Constable cops a ribbing after police dog gets the wrong man

Police dog Dakota in action while wearing a stab-resistant harnesses. Photo: NZ Police
A police dog. Photo from ODT files
A police dog latched on to the leg of a man involved in a Dunedin arrest but the patrolling pooch caught the wrong man, sending one of the boys in blue to hospital.

A Mosgiel constable was treated at Dunedin Hospital's emergency department after the dog pounced on him instead of an offender during an arrest in North Dunedin on Sunday, Sergeant Kevin Davidson said.

The constable was among several police, including a police dog handler, who executed an arrest warrant at the North Dunedin property about 6.45pm on Sunday in relation to historic family violence allegations.

The occupants of the house were not willing to allow officers entry and so the dog was used to bring them out, Sgt Davidson said.

A woman came out of the house and assisted police with their inquiries, leading them to the man they were seeking.

``In the process of being handcuffed, he's run from the address,'' Sgt Davidson said.

``Unfortunately just as he left the back door, the police dog was released and at the same time another constable came from behind the hedge and tackled the offender.
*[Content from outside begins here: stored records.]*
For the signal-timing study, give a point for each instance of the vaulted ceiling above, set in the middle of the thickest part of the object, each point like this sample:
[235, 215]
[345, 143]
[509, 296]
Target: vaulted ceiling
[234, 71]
``The dog has latched on to the first thing that was there and unfortunately that was [the constable's] leg.''

A 29-year-old man was arrested and charged with escaping custody, assaulting police and resisting arrest. He was facing further charges in relation to the family violence allegations, Sgt Davidson said.

The constable was taken to hospital for treatment and released the same day.

``Apart from the single dog bite to his leg, he's fine.''

The dog's handler ordered the animal to release the officer almost as soon as the mistake was made.

The constable received a ribbing from his workmates, Sgt Davidson said.

``He's getting a bit of stick and there's a few emails going back and forth - just the way it should be.''

He was expected to return to work shortly.

``It's not the first time it's happened and I dare say it won't be the last,'' Sgt Davidson said.